Softmax Actor Critic

class rlforge.agents.policy_gradient.softmax_actor_critic.SoftmaxActorCriticAgent(actor_step_size, critic_step_size, avg_reward_step_size, num_actions, dims_ranges, temperature=1, iht_size=4096, num_tilings=8, num_tiles=8, wrap_dims=())

Softmax Actor-Critic Agent with average reward baseline.

This agent implements a vanilla actor-critic algorithm using tile coding for feature extraction and linear function approximation for both the actor (policy) and critic (value function). The actor updates are guided by the temporal-difference (TD) error, and actions are selected using a softmax distribution over action preferences.

Parameters

actor_step_sizefloat

Learning rate for the actor updates.

critic_step_sizefloat

Learning rate for the critic updates.

avg_reward_step_sizefloat

Step size for updating the average reward baseline.

num_actionsint

Number of discrete actions available in the environment.

dims_rangeslist of tuple

Ranges for each state dimension, used by the tile coder.

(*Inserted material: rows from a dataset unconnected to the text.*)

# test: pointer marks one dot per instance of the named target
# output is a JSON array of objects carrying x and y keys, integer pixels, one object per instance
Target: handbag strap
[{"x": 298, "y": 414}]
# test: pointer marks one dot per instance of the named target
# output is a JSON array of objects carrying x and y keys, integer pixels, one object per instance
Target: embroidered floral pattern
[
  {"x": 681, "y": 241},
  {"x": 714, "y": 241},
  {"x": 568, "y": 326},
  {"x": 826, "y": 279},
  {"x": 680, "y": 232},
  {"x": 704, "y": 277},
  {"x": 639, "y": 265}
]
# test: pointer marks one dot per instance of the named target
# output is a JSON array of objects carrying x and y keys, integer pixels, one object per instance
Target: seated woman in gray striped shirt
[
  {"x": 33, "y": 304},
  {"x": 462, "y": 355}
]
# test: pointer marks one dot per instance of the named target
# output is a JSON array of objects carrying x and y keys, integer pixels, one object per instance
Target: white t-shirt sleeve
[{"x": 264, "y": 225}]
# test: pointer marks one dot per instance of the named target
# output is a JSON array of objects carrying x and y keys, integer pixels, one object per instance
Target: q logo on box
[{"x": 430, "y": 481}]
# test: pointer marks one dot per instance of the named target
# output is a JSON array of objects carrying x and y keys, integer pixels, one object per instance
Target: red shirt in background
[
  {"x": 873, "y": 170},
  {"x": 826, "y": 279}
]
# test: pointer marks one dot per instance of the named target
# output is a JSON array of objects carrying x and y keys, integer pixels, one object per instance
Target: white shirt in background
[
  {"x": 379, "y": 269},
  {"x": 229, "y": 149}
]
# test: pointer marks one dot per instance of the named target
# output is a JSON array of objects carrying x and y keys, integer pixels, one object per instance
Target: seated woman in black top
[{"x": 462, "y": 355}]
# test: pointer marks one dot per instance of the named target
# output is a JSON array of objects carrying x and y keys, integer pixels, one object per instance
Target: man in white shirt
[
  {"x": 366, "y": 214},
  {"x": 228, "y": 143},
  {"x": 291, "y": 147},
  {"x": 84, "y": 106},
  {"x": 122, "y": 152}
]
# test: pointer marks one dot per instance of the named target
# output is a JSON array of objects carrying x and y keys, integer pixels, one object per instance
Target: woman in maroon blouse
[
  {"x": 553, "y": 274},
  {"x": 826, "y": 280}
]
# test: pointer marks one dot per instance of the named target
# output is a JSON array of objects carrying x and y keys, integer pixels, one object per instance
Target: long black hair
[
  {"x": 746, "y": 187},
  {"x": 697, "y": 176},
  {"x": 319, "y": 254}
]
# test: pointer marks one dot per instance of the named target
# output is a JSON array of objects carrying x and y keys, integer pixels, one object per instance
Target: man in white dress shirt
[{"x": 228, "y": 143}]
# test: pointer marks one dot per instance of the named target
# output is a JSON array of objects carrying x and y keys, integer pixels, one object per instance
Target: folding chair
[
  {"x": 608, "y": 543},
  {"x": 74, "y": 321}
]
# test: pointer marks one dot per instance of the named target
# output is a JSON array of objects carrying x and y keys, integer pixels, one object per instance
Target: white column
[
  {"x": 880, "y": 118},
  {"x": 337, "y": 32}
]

temperaturefloat, optional

Temperature parameter for softmax exploration (default=1).

iht_sizeint, optional

Size of the index hash table for tile coding (default=4096).

num_tilingsint, optional

Number of tilings used in tile coding (default=8).

num_tilesint, optional

Number of tiles per dimension (default=8).

wrap_dimstuple, optional

Dimensions to wrap in tile coding (default=()).

end(reward)

Complete an episode.

Performs a final update of the actor and critic using the terminal reward and the last cached state-action pair.

Parameters

rewardfloat

Final reward received at the end of the episode.

get_td_error(prev_tiles, reward, active_tiles, avg_reward)

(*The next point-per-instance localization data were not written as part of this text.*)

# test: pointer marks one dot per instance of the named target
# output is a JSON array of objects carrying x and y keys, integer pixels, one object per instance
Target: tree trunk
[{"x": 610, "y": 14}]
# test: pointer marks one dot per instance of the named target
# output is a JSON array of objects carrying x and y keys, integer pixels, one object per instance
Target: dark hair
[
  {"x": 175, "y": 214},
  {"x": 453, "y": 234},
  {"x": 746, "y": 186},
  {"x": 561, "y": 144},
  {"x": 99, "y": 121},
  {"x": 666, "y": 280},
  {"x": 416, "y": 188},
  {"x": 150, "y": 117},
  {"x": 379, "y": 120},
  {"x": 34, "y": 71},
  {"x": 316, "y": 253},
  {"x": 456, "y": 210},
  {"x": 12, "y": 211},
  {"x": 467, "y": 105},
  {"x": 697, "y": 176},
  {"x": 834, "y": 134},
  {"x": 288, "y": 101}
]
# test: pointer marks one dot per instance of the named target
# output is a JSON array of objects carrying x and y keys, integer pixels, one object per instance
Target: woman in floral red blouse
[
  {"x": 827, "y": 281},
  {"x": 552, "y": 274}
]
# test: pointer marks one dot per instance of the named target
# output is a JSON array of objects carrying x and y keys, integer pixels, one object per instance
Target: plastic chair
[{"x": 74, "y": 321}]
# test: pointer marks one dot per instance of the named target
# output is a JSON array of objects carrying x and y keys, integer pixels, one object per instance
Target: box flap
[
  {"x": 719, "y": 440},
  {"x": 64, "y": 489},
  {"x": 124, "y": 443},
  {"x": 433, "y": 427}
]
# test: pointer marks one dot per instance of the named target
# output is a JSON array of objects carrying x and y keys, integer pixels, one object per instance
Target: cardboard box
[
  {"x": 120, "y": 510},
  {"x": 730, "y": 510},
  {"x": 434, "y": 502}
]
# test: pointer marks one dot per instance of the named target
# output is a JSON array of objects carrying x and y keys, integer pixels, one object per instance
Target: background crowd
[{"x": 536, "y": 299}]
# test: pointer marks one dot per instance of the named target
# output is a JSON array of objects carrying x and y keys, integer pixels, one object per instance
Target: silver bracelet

Compute the temporal-difference (TD) error.

Calculates the TD error using the reward, average reward baseline, the critic’s prediction for the next state, and the critic’s prediction for the previous state.

Parameters

prev_tilesarray-like

Active tiles for the previous state.

rewardfloat

Reward received for the transition.

active_tilesarray-like

Active tiles for the current state.

avg_rewardfloat

Current estimate of the average reward baseline.

Returns

float

The computed TD error.

reset()

Reset the agent.

Resets the actor and critic weights to their initial values and clears the average reward baseline.

select_action(q_values, temperature)

Select an action using a softmax distribution.

Parameters

q_valuesarray-like

Action preferences or Q-values for the current state.

temperaturefloat

Temperature parameter controlling exploration.

Returns

int

The action selected by sampling from the softmax distribution.

start(new_state)

Begin a new episode.

Extracts active tiles for the initial state, computes action preferences, selects an action using softmax, and caches the state-action pair for future updates.

Parameters

new_statearray-like

The initial state observed from the environment.

Returns

int

The action selected by the agent.

step(reward, new_state)

Take a step in the environment.

Updates the actor and critic weights using the TD error and average reward baseline, then selects the next action.

Parameters

rewardfloat

Reward received from the previous action.

new_statearray-like

The new state observed from the environment.

Returns

int

The next action chosen by the agent.